How Does robots.nxt Control Bot Traffic?
Setting up the robots.nxt proxy to control bot traffic only takes a few minutes.
Go to your “Settings” page, and choose the “Proxy Setup” tab. It’ll give you a CNAME entry to add to your DNS routes. Input your source URL to confirm, and you’re done.

Once those orange buttons turn green, you can visit the “Access Rules” page and start to control bot traffic like you mean it.
Is that beyond your comfort level? No problem! We’ll do it for you.
Our proxy is like any other CDN, except we’re designed to control bot traffic, not just block bot traffic. Of course blocking is part of it. There’s a lot of bad bots out there. But it’s not just good bots (indexers and optimizers) and bad bots (hacking and DDOS) anymore.
There’s a big new group to be managed, not given free reign or kicked out.
About 10% of your traffic are AI content scrapers that collect data and content for AI training. That’s going to keep growing faster than any other source of traffic.
Imagine your cash register didn’t work for your largest, fastest growing audience.
Would you say “take it for free”? That’s ignoring bots.
Would you say “get out of here and don’t come back”? It’s not their fault that your websites’ point-of-sale is broken. But that’s what blocking content scrapers does.
A better approach is to set something up that lets you sell to them.
How do you monetize an audience? You make them pay.
How do you manage demand? You set a price.
These are basic, but nobody’s done this for bot traffic on websites yet.
robots.nxt lets you set a price for bots to access your website.
We intercept your traffic, sort humans and bots, and pass the humans on.
We categorize the 500 bots we recognize into 15 different categories.

You can manage bots in four ways:
- By bot
- By bot category
- By page route
- By content category
We offer one-to-one, one-to-many, and many-to-many for bots and pages/routes.
This is far more powerful than robots.txt, which is a 1:1 bot-to-route polite suggestion. With robots.txt, every bot and every route needs its own line spelled out to exactly them.
How long would it take to do that for thousands of pages and hundreds of bots?
You do all that work. And the bot can just… ignore it.
And what about the bots you don’t already know about?

robots.nxt is impossible for bots to ignore, because we evaluate every bot request against the rules, and if the bots’ request violates the rules, we just… ignore it.
And it doesn’t matter if we already recognize the bot or not, we can still control it.

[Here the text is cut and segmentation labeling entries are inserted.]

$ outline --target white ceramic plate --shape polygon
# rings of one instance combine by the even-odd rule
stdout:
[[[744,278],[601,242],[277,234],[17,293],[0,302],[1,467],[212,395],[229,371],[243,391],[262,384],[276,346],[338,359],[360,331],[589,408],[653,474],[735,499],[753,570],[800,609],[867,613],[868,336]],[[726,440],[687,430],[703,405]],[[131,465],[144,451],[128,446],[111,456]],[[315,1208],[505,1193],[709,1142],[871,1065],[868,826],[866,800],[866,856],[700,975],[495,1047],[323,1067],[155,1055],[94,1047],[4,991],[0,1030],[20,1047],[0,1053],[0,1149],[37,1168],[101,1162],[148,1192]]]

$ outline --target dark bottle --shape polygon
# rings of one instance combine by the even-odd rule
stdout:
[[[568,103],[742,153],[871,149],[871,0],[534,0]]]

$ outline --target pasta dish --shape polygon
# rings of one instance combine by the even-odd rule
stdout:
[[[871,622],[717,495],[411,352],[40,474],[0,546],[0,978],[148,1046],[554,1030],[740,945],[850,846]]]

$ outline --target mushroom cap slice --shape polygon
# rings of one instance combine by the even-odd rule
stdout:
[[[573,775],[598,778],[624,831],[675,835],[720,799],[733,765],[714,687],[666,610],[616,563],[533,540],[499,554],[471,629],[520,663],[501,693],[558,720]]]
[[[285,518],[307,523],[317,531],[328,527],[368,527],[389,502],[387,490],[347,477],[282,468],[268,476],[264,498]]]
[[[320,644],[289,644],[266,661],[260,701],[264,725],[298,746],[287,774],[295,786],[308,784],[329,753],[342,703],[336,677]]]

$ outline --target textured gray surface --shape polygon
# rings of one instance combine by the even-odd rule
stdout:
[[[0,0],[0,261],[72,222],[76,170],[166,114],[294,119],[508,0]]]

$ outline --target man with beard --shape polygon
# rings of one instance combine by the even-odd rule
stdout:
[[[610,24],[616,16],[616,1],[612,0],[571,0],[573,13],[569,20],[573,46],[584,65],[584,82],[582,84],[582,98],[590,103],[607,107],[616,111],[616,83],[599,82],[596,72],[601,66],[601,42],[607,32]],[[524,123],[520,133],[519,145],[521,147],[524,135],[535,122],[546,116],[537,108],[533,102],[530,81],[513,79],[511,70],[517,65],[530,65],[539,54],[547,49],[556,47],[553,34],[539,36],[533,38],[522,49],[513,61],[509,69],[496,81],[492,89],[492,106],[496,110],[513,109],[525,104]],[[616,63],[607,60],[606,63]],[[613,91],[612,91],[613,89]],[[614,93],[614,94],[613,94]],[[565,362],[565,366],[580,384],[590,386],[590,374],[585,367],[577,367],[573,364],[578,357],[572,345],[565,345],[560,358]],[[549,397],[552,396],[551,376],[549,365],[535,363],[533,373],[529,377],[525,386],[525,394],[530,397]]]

Here’s the rules set up by one of our users. They’re explicitly blocking every bot that’s:
- A content scraper
- Out of service (in case someone is spoofing)
- Built using a software package for building bots
- Malware, botnets, and spam (for security, DDOS, and form spam protection)
- Unknown (any bot we don’t recognize but can tell is a bot)
- Any bot not otherwise covered by a rule set
They’re explicitly allowing
- Page indexers
- Metrics & analytics
- RSS & summaries
- googlebot and bingbot
This change crushed their bot traffic overnight. They went from almost half their traffic being bots, to only a small number of bots being allowed to load their pages.
The next step is to allow content scrapers on your content routes, but put a price on that content. When a bot requests the priced route, robots.nxt puts its hand out and says “Ticket, please!”
If the bot pays, we serve them the route they requested.
If the bot doesn’t pay, we just ignore them.
robots.nxt is a point-of-sale system built into your website that automatically monetizes your content to bots.
And that, my friends, is when things get really interesting.